Seven to nine hours of sleep per night is recommended for adults. Yet, 35% of Americans report sleeping for less than 7 hours per night. Getting a good night’s sleep can be challenging if you have an early work or school schedule, so you may be wondering how to reset your sleep routine. You might be able to retrain your body to fall asleep earlier if you practice good sleep hygiene.

What’s Stopping You From Getting To Bed On Time

Insomnia, sleep apnea, and other medical conditions that could be treated with medication have been the primary focus of sleep-deficit-related health problem research. But oftentimes, our poor sleeping habits are the result of something we’re doing unconsciously.

Many of us tend to think of procrastination in a broad sense, as a behavior characterized by putting off tasks we would rather not complete. Nighttime delays in getting to bed, however, take place in a very different setting. Exactly what are we trying to avoid by staying up so late?

Here are some of the obstacles that are preventing you from turning in early:

You didn’t get everything done yet.

There are days when you get to the end of the day and realize that you didn’t get as much done as you’d hoped. You could choose to deal with your unmet expectations by telling yourself, “I’ll just tackle a few more items on my to-do list right now,” rather than rescheduling them for the next day.

You feel entitled to having extra time at the end of your day.

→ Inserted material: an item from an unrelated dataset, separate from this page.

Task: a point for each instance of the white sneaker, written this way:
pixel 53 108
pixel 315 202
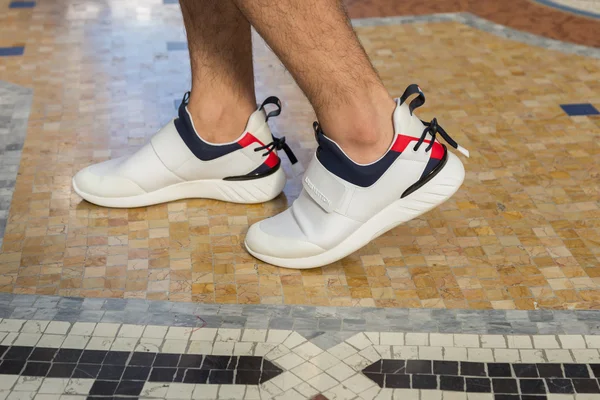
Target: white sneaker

Everyone, it would appear, feels they are entitled to at least a certain amount of time before bed in which to accomplish various goals (such as finishing up work, watching television, or simply relaxing). Perhaps you do merit some free time at the end of the day if you’ve worked hard all day. However, this sense of entitlement could be causing you to misjudge your priorities, as it may be keeping you up at night when you should be resting.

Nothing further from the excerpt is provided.